Pela manhã, haja o que houver, à mesma hora, passa ele por esta rua para o escritório. Vai almoçar ao meio-dia. Volta à uma. E às seis em ponto sai outra vez.
Nem vale a pena dizer-lhe o nome. É só mais um dos milhões iguais que há por este mundo, que o quotidiano determina, como o sol os heliotrópicos. Não sei, é certo, o que se passa lá por dentro, onde às vezes os hábitos e a monotonia doem muito. É possível que tenha um sonho, que tenha um drama, que tenha consciência desta agonia universal de que ele próprio, queira ou não queira, compartilha. Mas é possível também que não saiba nada disto, que não sinta nada disto, que a sua vida interior seja um ir às nove para o escritório e um sair às seis do escritório. Há tempos apareceu casado. Mas viu-se logo que o casamento lhe acontecera, como acontece às vezes apanhar uma carga de água a caminho do emprego.

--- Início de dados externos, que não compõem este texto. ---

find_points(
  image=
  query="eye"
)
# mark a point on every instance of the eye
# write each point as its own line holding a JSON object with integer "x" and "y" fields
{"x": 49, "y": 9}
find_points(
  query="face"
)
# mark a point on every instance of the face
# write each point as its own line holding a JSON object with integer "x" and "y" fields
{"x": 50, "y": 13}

A mulher é uma pessoa baixa, pálida, com sobrancelhas muito carregadas. Uma pura máquina de cozinha, que acende o lume às dez, lava a loiça à uma e um quarto, limpa o fogão depois, esfrega a seguir, e acende novamente o lume às cinco e meia.
Não namoram. Ele lembrou-se dela no intervalo do escritório, ela já sabia que com alguém havia de ser, e um dia, sem saberem como, aí estavam de casa e pucarinho, a comer o almoço. Uma vizinha, a princípio, ainda tentou meter um bocadinho de graça naquilo. Mas terra assim não dá mais. O escritório às nove, o lume acesso às dez, e, fora disto, um vazio que seca tudo. Nem sequer uma cria!
– Filhos, para quê?!
Dizem isto, e nenhum deles estremece.
Tudo quanto a vida consegue exprimir ali, em beleza, graça e perfume, que se veja, está resumido num cravo enigmático e viçoso que ele usa perpètuamente na lapela.

Miguel Torga, “Diário I”, pp. 129-131, 1941, Coimbra.